Correspondance de Voltaire/1760/Lettre 4286

Correspondance : année 1760
Garnier (Œuvres complètes de Voltaire, tome 41p. 5-6).

4286. — À M. LE MARQUIS ALBERGATI CAPACELLI[1].
Aux Délices, 3 octobre.

Signor mio amabile, caro protettore di tutte le buone arti, vi ho scritto per mezzo d’un cavalière chiamato M. Hope, mezzo Inglese, mezzo Ollandese, e richissimo, dunque tre volte libero. Egli va a vedere tutta l’Italia et la Grecia ancora.

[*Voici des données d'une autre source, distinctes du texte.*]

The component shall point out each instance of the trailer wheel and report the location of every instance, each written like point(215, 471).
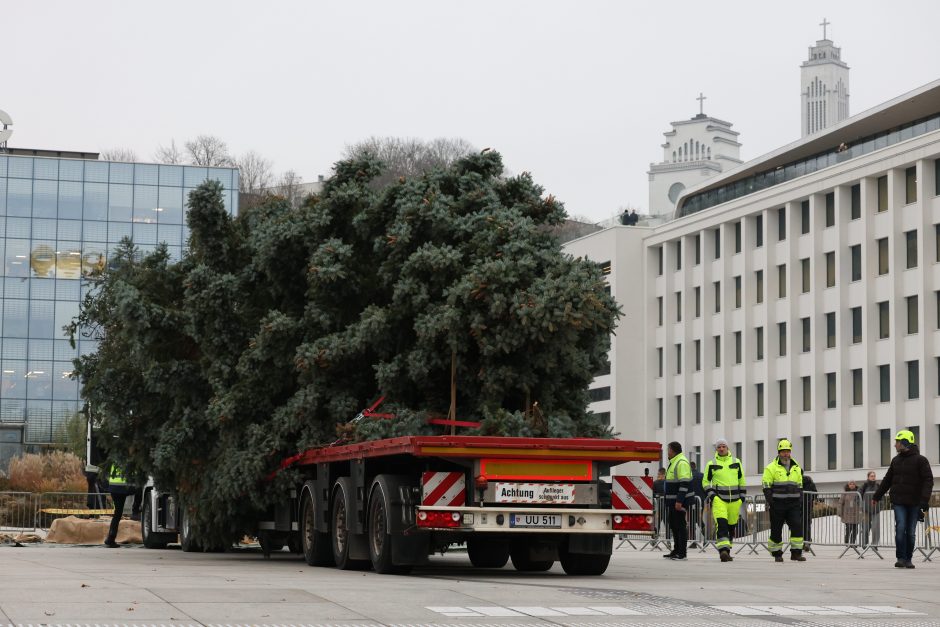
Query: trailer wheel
point(152, 540)
point(488, 552)
point(380, 540)
point(521, 555)
point(341, 536)
point(587, 564)
point(315, 545)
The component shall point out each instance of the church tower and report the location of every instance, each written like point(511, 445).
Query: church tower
point(825, 86)
point(695, 150)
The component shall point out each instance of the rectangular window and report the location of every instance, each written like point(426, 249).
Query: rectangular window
point(831, 329)
point(857, 395)
point(910, 240)
point(910, 185)
point(886, 447)
point(882, 193)
point(884, 320)
point(830, 269)
point(884, 383)
point(831, 394)
point(913, 322)
point(913, 380)
point(856, 325)
point(856, 254)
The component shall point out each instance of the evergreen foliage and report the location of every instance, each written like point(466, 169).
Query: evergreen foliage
point(280, 325)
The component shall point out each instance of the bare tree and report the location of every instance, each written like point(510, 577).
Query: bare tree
point(118, 154)
point(208, 150)
point(168, 154)
point(254, 173)
point(408, 156)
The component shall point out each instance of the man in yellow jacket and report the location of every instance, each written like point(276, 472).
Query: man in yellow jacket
point(783, 489)
point(723, 481)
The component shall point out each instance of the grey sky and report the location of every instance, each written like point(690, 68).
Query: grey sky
point(577, 93)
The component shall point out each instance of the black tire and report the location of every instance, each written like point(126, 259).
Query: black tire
point(315, 545)
point(523, 562)
point(584, 564)
point(187, 541)
point(488, 552)
point(380, 540)
point(152, 540)
point(339, 527)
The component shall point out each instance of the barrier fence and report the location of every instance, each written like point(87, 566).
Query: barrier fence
point(28, 511)
point(833, 519)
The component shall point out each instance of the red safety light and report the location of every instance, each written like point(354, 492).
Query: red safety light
point(436, 520)
point(632, 522)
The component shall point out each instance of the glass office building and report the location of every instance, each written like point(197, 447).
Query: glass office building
point(58, 220)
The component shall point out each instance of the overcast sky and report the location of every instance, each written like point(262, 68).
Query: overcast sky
point(577, 93)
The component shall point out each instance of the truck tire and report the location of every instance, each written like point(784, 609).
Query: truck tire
point(380, 539)
point(520, 553)
point(341, 537)
point(586, 564)
point(315, 545)
point(187, 542)
point(488, 552)
point(152, 539)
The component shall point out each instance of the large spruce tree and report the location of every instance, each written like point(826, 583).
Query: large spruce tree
point(280, 325)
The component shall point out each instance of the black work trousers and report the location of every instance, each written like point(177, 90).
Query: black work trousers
point(679, 528)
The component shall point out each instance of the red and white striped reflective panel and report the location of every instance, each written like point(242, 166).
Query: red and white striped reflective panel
point(632, 493)
point(443, 489)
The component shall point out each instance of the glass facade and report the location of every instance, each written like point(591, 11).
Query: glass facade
point(59, 218)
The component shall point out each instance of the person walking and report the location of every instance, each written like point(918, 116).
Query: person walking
point(678, 484)
point(120, 489)
point(724, 488)
point(910, 482)
point(783, 489)
point(850, 506)
point(871, 517)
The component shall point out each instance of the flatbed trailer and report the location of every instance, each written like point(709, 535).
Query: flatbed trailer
point(389, 504)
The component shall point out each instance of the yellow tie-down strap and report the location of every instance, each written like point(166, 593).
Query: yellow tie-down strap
point(76, 512)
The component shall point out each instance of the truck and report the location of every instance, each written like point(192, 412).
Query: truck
point(390, 504)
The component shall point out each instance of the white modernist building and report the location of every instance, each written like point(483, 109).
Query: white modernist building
point(797, 296)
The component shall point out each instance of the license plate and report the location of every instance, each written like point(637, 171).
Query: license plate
point(540, 521)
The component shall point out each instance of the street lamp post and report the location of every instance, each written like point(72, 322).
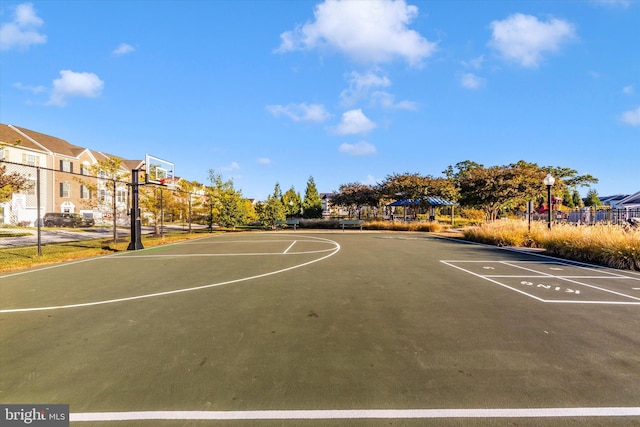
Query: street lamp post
point(549, 181)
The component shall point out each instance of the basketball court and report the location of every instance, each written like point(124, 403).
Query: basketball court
point(324, 328)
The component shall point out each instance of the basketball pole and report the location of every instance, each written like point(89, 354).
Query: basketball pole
point(136, 222)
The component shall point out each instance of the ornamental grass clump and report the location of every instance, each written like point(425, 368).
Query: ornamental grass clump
point(608, 245)
point(431, 226)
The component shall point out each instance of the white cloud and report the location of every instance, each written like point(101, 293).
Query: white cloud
point(22, 31)
point(123, 49)
point(524, 39)
point(354, 122)
point(471, 81)
point(631, 117)
point(374, 31)
point(474, 63)
point(72, 84)
point(32, 89)
point(361, 148)
point(301, 112)
point(387, 100)
point(621, 3)
point(231, 167)
point(360, 85)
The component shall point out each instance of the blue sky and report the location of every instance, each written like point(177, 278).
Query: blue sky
point(345, 91)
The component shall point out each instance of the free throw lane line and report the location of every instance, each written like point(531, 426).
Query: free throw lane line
point(356, 414)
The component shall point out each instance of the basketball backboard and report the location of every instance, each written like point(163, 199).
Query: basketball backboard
point(158, 171)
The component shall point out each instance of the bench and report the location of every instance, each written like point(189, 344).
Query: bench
point(351, 223)
point(289, 223)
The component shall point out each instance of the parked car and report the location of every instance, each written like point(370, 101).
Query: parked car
point(60, 219)
point(87, 219)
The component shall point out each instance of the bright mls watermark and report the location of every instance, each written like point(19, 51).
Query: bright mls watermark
point(34, 415)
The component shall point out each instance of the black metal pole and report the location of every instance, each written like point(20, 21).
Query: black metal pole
point(549, 206)
point(136, 225)
point(39, 213)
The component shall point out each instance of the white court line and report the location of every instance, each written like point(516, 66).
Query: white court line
point(222, 255)
point(357, 414)
point(547, 276)
point(290, 246)
point(336, 249)
point(493, 281)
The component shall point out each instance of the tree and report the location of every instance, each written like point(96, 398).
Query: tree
point(567, 200)
point(11, 183)
point(577, 200)
point(510, 186)
point(312, 204)
point(416, 188)
point(491, 189)
point(227, 204)
point(355, 196)
point(273, 210)
point(592, 199)
point(292, 203)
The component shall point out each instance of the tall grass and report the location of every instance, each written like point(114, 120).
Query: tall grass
point(430, 227)
point(607, 245)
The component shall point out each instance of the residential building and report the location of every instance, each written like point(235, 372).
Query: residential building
point(68, 177)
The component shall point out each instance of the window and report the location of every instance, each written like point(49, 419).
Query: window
point(65, 190)
point(30, 187)
point(66, 166)
point(30, 159)
point(122, 196)
point(85, 192)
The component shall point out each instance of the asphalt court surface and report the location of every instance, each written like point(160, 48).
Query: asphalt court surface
point(324, 329)
point(558, 282)
point(131, 275)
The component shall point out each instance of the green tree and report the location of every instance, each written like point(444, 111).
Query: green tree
point(227, 205)
point(510, 186)
point(592, 199)
point(567, 199)
point(354, 196)
point(312, 204)
point(292, 203)
point(271, 212)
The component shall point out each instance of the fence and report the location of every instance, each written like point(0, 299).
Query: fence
point(104, 199)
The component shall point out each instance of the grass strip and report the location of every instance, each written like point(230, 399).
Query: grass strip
point(24, 257)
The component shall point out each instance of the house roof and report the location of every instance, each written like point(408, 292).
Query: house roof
point(431, 201)
point(48, 143)
point(9, 136)
point(632, 201)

Ringrazio la sua cortesia per i primi versi della traduzione del Tancredi. Prego il gentile poeta[2] che mi fa l’onore d’abbellirmi di fermarsi un poco, perche la tragedia di Tancredi si rappresenta in Parigi molto différente da quella ch’io vi mandai troppo frettolosamente. Bisogna sempre ripulire le nostre opère,


Et male formatos incudi reddere versus.


Ecco dunque i nostri comici trastulli andati al diavolo col bel tempo. Ilo fatto sempre i vecchio sul mio piccolo teatro, e l’ho rappresentato troppo naturalmente. La mia vecchiezza non mi concede la licenza di venire à Bologna. Venite dunque ad poveras Delicias meas[3].

Adieu, monsieur, je vous respecte, je vous aime de tout mon cœur.

P. S. Ne m’oubliez pas auprès de mon illustre Goldoni, que j’aime plus que jamais.

  1. Éditeurs, de Cayrol et François.
  2. Paradisi.
  3. Traduction : Seigneur très-aimable, protecteur des beaux-arts, je vous ai écrit par l’intermédiaire d’un cavalier nommé M. Hope, demi-Anglais, demi-Hollandais, et richissime, par conséquent trois fois libre. Il va visiter toute l’Italie et la Grèce par-dessus le marché.

    Je rends grâce à votre courtoisie pour les premiers vers de la traduction de Tancrède. Je prie le gentil poète qui me fait l’honneur de m’embellir de s’arrêter un peu, parce que la tragédie de Tancrède qu’on représente à Paris est bien différente de celle que je vous mandai avec trop de hâte. Il est besoin de repolir sans cesse nos œuvres, « et de remettre sur l’enclume les vers mal formés ».


    Voici donc nos amusements comiques qui s’en vont au diable avec le beau temps. J’ai toujours joué le vieillard sur mon petit théâtre, et je l’ai représenté trop au naturel. Ma vieillesse ne me permet pas d’aller à Bologne. Venez donc à nos pauvres Délices.